Alors, il y a pandémie ou pas? Le docteur Marc Zafran s’est chargé de remettre les pendules à l’heure en commentant les derniers rapports épidémiologiques hebdomadaires de l’Organisation mondiale de la santé. « Depuis juillet, on a répertorié 6 décès en France dus à la grippe A(H1N1), alors qu’il y a eu 650 morts par noyade. Au 15 septembre, dans l’ensemble de l’Europe, on dénombrait 52 000 cas de personnes atteintes et 157 décès. Dans le monde entier, on compte 4 052 décès. Rappelons qu’il y a deux millions de personnes qui meurent chaque année du paludisme. Voilà pour les chiffres. »

Le problème découle, selon lui, du fait que les relevés de l’OMS ne sont pas fiables, que des projections sont effectuées à partir de ces données selon des modèles mathématiques et que l’OMS diffuse les projections les plus pessimistes.

Bien sûr, il y a pandémie. « Comme la grippe saisonnière qui était aussi une pandémie. Une grippe a remplacé l’autre. Il n’y a rien d’exceptionnel là-dedans », déclare-t-il en soulignant que la pandémie a commencé en hiver dans l’hémisphère sud et qu’elle arrive maintenant dans l’hémisphère nord.

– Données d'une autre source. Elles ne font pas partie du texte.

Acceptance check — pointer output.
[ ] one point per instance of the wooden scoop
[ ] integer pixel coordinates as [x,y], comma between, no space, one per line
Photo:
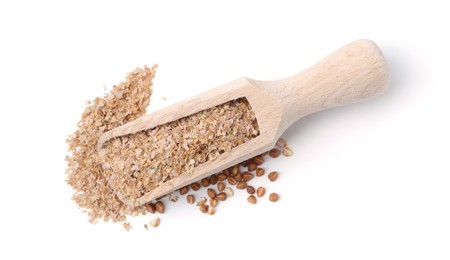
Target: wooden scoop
[353,73]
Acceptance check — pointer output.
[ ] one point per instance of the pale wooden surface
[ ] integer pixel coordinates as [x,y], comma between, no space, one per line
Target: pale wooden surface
[353,73]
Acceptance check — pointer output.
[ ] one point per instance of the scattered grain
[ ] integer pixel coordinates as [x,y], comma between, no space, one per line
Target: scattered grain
[273,197]
[273,176]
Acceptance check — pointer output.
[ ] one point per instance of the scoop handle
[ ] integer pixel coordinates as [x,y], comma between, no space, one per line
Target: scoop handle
[353,73]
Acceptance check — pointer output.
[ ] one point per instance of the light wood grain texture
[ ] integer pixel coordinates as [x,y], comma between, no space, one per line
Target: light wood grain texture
[353,73]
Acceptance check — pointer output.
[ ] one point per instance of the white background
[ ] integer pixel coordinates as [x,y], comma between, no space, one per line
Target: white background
[367,181]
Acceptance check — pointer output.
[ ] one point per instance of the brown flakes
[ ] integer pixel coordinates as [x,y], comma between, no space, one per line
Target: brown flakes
[137,163]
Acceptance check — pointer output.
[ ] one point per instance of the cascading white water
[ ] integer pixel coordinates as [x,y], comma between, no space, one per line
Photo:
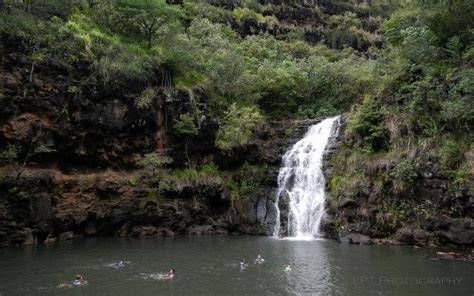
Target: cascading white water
[301,178]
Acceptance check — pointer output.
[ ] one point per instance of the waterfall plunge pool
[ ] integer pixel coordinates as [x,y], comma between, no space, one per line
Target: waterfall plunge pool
[208,265]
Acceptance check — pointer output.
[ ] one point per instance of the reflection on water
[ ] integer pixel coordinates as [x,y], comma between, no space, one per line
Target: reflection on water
[209,265]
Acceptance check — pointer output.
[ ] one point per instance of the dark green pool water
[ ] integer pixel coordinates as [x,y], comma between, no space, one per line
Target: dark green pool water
[208,265]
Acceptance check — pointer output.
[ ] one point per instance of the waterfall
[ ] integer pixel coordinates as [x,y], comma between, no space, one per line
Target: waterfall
[301,178]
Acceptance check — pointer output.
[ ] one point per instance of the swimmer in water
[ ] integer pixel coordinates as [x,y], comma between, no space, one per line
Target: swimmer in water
[171,274]
[259,259]
[79,281]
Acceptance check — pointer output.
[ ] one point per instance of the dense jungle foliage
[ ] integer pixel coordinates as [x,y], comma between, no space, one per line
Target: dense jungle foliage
[401,70]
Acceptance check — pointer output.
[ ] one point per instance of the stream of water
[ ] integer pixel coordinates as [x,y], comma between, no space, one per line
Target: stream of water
[301,178]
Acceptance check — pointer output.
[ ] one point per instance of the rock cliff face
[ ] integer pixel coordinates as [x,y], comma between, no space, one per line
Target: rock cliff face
[86,182]
[430,211]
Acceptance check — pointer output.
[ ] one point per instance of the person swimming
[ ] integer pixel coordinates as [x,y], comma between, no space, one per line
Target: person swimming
[259,259]
[79,281]
[170,275]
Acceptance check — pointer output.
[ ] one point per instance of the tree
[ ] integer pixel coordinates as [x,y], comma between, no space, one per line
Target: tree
[145,16]
[237,126]
[186,125]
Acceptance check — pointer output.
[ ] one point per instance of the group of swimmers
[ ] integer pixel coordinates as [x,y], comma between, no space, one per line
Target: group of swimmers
[260,260]
[80,281]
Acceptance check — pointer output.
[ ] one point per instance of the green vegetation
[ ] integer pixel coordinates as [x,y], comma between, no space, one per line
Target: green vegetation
[419,119]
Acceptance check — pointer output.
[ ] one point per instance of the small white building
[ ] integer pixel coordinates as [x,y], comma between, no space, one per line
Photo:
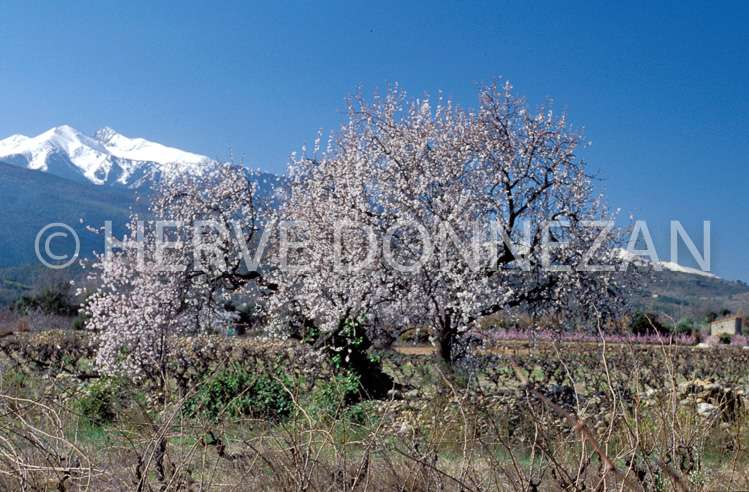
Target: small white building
[731,325]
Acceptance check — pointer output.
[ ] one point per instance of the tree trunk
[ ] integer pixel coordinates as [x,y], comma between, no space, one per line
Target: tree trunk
[446,336]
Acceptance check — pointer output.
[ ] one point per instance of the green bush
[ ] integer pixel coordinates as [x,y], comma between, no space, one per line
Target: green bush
[645,323]
[98,402]
[238,391]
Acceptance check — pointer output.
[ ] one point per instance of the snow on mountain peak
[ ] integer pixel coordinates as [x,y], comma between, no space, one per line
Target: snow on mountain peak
[106,157]
[638,260]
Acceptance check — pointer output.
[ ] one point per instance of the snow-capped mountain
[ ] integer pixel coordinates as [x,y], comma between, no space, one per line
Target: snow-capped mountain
[104,158]
[665,265]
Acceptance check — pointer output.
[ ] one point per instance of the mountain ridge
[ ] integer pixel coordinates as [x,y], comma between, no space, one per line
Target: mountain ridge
[104,158]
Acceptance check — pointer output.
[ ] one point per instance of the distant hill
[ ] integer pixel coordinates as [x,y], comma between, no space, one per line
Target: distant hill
[29,200]
[679,294]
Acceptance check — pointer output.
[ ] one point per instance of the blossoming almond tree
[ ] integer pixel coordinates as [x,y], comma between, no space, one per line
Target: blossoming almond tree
[421,215]
[171,276]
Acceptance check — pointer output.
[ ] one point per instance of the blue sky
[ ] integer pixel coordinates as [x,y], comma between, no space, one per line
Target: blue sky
[662,88]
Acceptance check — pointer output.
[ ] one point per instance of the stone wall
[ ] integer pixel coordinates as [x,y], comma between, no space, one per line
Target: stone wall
[732,326]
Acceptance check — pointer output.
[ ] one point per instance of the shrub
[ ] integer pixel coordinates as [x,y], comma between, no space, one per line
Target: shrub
[238,391]
[98,401]
[646,323]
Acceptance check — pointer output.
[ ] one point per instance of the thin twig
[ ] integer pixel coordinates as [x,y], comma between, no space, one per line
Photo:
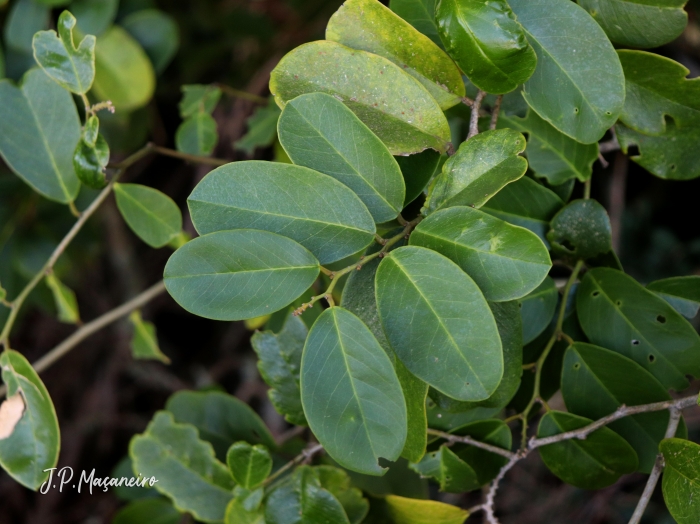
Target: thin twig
[472,442]
[92,327]
[495,111]
[656,471]
[474,120]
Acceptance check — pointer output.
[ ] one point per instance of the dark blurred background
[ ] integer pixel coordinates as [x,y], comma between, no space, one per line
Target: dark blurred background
[103,396]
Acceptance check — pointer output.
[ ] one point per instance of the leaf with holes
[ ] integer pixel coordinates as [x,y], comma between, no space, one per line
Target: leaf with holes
[681,484]
[487,42]
[39,129]
[322,214]
[321,133]
[570,47]
[616,312]
[351,394]
[72,67]
[683,293]
[651,23]
[30,448]
[550,153]
[482,166]
[439,323]
[597,381]
[527,204]
[594,463]
[369,26]
[152,215]
[506,262]
[393,104]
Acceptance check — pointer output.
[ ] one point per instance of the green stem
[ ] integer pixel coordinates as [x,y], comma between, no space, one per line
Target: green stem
[556,335]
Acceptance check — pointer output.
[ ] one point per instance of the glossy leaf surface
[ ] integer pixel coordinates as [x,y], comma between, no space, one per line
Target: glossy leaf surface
[393,104]
[351,394]
[651,23]
[185,466]
[550,153]
[233,275]
[39,129]
[319,132]
[594,463]
[681,482]
[683,293]
[371,27]
[619,314]
[505,261]
[220,419]
[570,45]
[152,215]
[32,446]
[72,67]
[439,323]
[597,381]
[487,42]
[480,168]
[280,364]
[320,213]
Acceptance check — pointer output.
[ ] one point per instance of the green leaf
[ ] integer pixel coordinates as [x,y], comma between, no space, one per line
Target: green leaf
[262,129]
[414,511]
[314,209]
[550,153]
[389,101]
[581,230]
[158,34]
[29,447]
[658,87]
[482,166]
[302,500]
[439,323]
[249,465]
[221,419]
[197,135]
[369,26]
[569,46]
[64,298]
[321,133]
[152,215]
[337,481]
[595,462]
[123,73]
[94,17]
[617,313]
[351,394]
[198,98]
[527,204]
[537,309]
[185,467]
[505,261]
[683,293]
[668,155]
[39,128]
[487,42]
[279,363]
[420,14]
[72,67]
[151,510]
[144,343]
[681,484]
[91,155]
[597,381]
[417,170]
[239,274]
[651,23]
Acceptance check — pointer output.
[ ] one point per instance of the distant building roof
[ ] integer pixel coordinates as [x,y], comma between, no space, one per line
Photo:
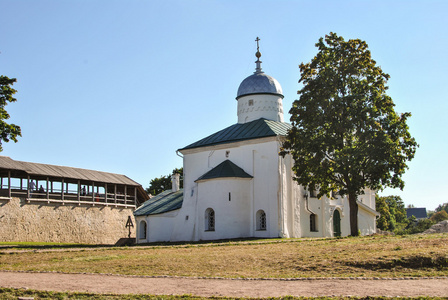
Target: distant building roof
[418,212]
[225,169]
[239,132]
[161,203]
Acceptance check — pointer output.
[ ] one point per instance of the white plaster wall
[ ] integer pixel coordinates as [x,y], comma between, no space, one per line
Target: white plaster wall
[264,106]
[258,158]
[232,218]
[368,198]
[366,222]
[159,227]
[23,221]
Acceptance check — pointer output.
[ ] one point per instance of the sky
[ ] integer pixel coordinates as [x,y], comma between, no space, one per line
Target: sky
[119,86]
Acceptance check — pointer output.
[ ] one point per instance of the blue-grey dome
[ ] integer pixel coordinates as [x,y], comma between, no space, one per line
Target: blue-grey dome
[259,83]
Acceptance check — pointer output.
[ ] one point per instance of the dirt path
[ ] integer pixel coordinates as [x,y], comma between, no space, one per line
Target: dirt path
[223,287]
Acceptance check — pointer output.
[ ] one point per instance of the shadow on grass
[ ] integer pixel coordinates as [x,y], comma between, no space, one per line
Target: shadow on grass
[411,262]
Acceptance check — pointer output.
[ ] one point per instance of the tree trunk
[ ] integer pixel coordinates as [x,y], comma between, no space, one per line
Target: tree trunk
[353,214]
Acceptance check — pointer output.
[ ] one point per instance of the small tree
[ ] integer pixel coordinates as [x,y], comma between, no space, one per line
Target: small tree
[163,183]
[392,213]
[345,134]
[7,131]
[439,216]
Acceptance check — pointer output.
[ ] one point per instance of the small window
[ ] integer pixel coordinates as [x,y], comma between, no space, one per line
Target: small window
[143,234]
[313,223]
[261,220]
[209,220]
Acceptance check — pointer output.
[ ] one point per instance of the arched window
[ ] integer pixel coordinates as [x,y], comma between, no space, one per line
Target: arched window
[143,232]
[313,223]
[261,220]
[209,219]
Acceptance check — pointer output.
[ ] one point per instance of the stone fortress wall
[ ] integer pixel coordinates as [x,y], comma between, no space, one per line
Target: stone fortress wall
[25,221]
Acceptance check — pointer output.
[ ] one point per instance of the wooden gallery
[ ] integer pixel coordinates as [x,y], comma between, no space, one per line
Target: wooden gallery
[47,203]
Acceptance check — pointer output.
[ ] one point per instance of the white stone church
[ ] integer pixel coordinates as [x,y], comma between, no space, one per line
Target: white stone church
[236,185]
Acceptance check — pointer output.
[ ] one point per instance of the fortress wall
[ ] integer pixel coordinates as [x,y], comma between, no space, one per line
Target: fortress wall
[21,221]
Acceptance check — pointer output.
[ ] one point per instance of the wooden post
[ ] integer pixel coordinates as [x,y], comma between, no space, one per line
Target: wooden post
[62,189]
[28,186]
[48,192]
[125,194]
[9,184]
[79,190]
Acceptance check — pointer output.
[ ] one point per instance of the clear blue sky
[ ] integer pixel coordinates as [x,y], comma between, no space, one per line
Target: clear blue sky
[119,86]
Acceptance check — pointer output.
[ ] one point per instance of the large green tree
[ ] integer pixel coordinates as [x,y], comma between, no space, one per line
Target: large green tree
[7,131]
[345,134]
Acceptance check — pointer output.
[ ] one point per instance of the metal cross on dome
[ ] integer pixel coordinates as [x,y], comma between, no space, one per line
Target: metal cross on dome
[258,46]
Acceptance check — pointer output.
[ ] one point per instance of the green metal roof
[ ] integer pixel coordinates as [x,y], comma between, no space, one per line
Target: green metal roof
[224,170]
[162,203]
[259,128]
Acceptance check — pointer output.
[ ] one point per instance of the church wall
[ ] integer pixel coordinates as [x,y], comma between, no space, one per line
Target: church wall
[258,159]
[366,223]
[230,200]
[21,221]
[158,227]
[267,187]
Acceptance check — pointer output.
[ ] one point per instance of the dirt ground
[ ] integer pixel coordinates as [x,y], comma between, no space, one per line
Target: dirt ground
[97,283]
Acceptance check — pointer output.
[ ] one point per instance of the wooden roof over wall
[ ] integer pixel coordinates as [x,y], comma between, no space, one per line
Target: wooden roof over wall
[36,170]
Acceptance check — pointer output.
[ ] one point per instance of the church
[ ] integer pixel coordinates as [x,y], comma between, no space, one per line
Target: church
[236,185]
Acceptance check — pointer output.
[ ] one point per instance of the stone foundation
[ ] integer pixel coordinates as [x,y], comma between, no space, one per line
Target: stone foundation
[22,221]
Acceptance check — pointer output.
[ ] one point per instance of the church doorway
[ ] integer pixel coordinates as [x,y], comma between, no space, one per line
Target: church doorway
[337,223]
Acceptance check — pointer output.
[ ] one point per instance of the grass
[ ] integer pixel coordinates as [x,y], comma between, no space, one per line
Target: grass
[373,256]
[10,294]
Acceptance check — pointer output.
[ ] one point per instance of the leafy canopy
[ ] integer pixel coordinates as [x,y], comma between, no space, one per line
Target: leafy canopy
[345,134]
[7,131]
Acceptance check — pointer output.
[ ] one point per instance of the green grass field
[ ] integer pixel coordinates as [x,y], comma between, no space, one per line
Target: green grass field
[373,256]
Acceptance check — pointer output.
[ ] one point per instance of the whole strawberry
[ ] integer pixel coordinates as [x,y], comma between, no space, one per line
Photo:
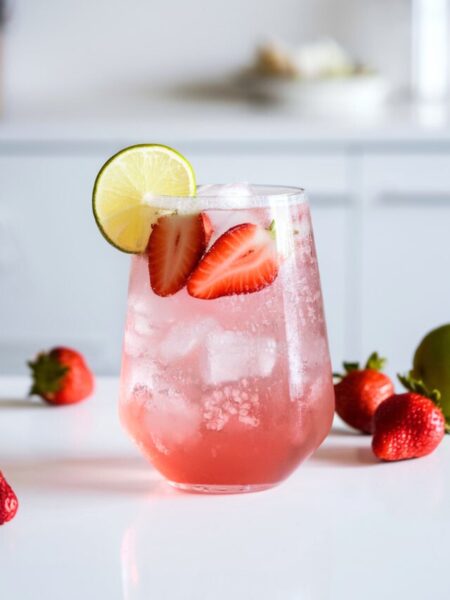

Y a-t-il des populations plus à risque? « Tous les virus sont dangereux pour les femmes enceintes. Les asthmatiques le sont aussi. Par contre, les gens de plus de 50 ans possèdent déjà les anti-corps nécessaires pour combattre le virus. »

Faut-il vacciner la population? « S’il faut vacciner, commençons par les gens à risque, les autochtones, les sans-abri. Curieusement, je n’ai pas entendu personne mentionner les sans-abri. »

Y aura-t-il vaccination obligatoire au Canada, maintenant que le pays a acquis 50 millions de doses pour une population de 30 millions d’habitants ? Comme le soulignait un participant, « on a justifié l’achat de tant de doses en déclarant qu’il en faudrait deux par personne. Maintenant, on dit qu’une suffira. Finalement, on vaccinera les clientèles habituelles de la grippe traditionnelle. Les vaccins sont achetés et Big Pharma a encaissé les profits. »

Quant au docteur Zafran, il déclare : « En tant que médecin de famille, père de 8 enfants et lecteur assidu de littérature scientifique, je ne me ferai pas vacciné et les membres de ma famille non plus. » Une déclaration endossée par Gilles Bibeau et Michel Chossudovsky.